Все это было, было, было...

Александр Блок.

То, что я собираюсь рассказать, правильнее всего назвать фрагментами одной жизни. Я собираюсь говорить главным образом о своих просчетах, про­махах, ошибках — словом, о теневых сторонах су­ществования, что не украшают жизнь, а делают ее труднопроходимой.Разумно спросить: а чего тебя, брат, на такие саморазоблачения тянет?

Скрывать нечего, лакировать тоже: отвечу.

Когда выходишь к четвертому развороту, когда впереди последняя прямая — это соображает каж­дый зеленый пилотяга, — маневрировать не прихо­дится, самое время подумать о душе.

В моем понимании подумать о душе — значит поддержать идущего вслед, чтобы не споткнулся там, где я шишку набил, открыть глаза сменщику на мои грехи — не греши подобно! А отважишься, знай, какой ценой за это приходится платить...

Должности мои, звания — чешуя. С них разговор начинать не стоит. Существенно одно: я — летчик.

Если хорошенько подумать, летчик — не только и даже не столько профессия, сколько состояние, образ мыслей, стиль поведения, отличающие чело­века этого сословия ото всех остальных людей тем, что он — летчик — способен, забыв о рулях и про­чих органах управления, вообще обо всей материи, образующей самолет, свободно перемещаться в небе.

Только не спешите подсказывать: как птица!

Настоящий летчик делает это много лучше птицы.

Таким образом, я утверждаю: летчик — существо особое, сформированное землей, небом и само­летом.

И суд над нами особый: высшая его инстан­ция — земля.

Земля строга и бескомпромиссна, молча прини­мает и лейтенантов, и генералов, разумеется, лета­ющих. Льгот — никому.

Что-то в последнее время небо мне снится.

Раньше, пока летал, никогда этого не было, а теперь — списали с летной работы — и снится.

Все чаще не праздничное, не голубое в белых, как невеста, нарядных облаках, а сумрачное, тре­вожное.

И снова чувствуют руки холодок тумблеров, жесткую выпуклость ручки управления, так плотно ложащейся в пальцы; и жмурятся, глядя мне в лицо, зеленоватыми глазами циферблаты прибор­ной доски...

Готовясь к взлету, я уменьшаю ультрафиолето­вый подсвет кабины, прислушиваюсь к двигателю.

Так снится.

«Верь только приборам», — должен сказать я прежде, чем начать разбег. И говорю: «Верь только приборам!»

Нарастает скорость — я это чувствую спиной: прибывает... еще и еще, сейчас будет отрыв... Есть. Шатнулись — самолет и я — чуть вправо, чуть влево, пошли вверх...

Весь мир теперь — в колеблющемся силуэтике авиагоризонта да на острие стрелки, счисляющей скорость: пока есть скорость — летишь, нет скоро­сти — падаешь.
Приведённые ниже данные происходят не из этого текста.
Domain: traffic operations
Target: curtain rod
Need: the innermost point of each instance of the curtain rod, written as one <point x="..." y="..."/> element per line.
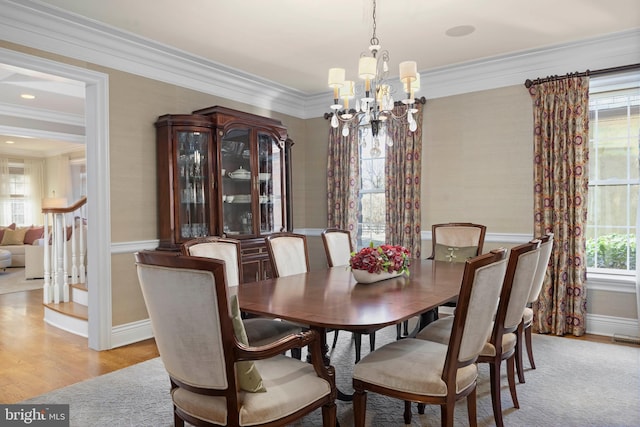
<point x="528" y="83"/>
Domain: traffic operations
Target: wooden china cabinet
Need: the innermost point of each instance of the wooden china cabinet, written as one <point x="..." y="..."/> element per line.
<point x="226" y="173"/>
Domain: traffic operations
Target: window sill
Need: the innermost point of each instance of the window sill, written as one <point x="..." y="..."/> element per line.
<point x="611" y="282"/>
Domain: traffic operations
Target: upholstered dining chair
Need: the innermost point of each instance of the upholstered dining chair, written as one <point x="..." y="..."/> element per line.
<point x="216" y="377"/>
<point x="444" y="373"/>
<point x="546" y="247"/>
<point x="338" y="248"/>
<point x="259" y="330"/>
<point x="523" y="260"/>
<point x="288" y="253"/>
<point x="452" y="242"/>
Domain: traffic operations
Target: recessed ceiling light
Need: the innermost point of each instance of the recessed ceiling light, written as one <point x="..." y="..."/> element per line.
<point x="460" y="31"/>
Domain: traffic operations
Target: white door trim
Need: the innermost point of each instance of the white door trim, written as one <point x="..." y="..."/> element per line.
<point x="98" y="190"/>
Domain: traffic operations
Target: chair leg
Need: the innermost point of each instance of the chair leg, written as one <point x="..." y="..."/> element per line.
<point x="335" y="338"/>
<point x="359" y="407"/>
<point x="527" y="338"/>
<point x="472" y="410"/>
<point x="494" y="379"/>
<point x="296" y="353"/>
<point x="407" y="412"/>
<point x="518" y="355"/>
<point x="330" y="414"/>
<point x="512" y="381"/>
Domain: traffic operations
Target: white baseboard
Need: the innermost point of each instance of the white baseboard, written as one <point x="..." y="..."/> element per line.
<point x="610" y="326"/>
<point x="66" y="323"/>
<point x="130" y="333"/>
Не глядя, на ощупь, нахожу и вдавливаю шарик крана шасси. Перевожу кран до упора вверх. Краем глаза замечаю: гаснут зеленые точки в указателе... Жду. Есть — одна красная... вторая... Все три есть — шасси убралось и встало на замки.

Берусь за головку крана щитков и тоже перевожу вверх. И сразу машина делается вроде легче, податливей, довольно пальцем шевельнуть, как силуэтик авиагоризонта опустит левое крылышко, поднимет правое, поползет вверх или, напротив, опустится под черту искусственного горизонта.

Лечу.

За остеклением тесной кабины непроглядная ночь, лишь навигационные огоньки на кончиках крыльев — зеленый справа и красный слева — све­тят мне из-за борта. Только и на этот умеренный свет заглядываться нельзя: отвлекает от игруш-ки-силуэтика, повторяющей каждое движение машины.

Высотомер успел накрутить уже не одну тысячу метров. И компас безмолвно диктует: идешь задан­ным курсом...

Облачность должна вот-вот кончиться. Прежде чем это случается, вижу: вдоль остекления понес­лись сероватые размытые клочья. И, будто занавес взвился, открылось чистое небо. Глубочайшая мас­лянистая чернотища забрызгана сияющими кру­пинками звезд — большими, поменьше, совсем ма­ленькими, с булавочную головку. Это и есть насто­ящее ночное небо.

«Не смотри по сторонам», — должен сказать я себе. И говорю: «Не смотри по сторонам».

Знаю, моргнуть не успеешь, звезды лишат ощу­щения пространства: низ сместится вверх, верх опрокинется под ноги... завертит, и никакие прибо­ры не помогут. Останется одна надежда — парашют.

Бондаренко выручил. Михалева выручил. Загри-цу не помог: высоты не хватило.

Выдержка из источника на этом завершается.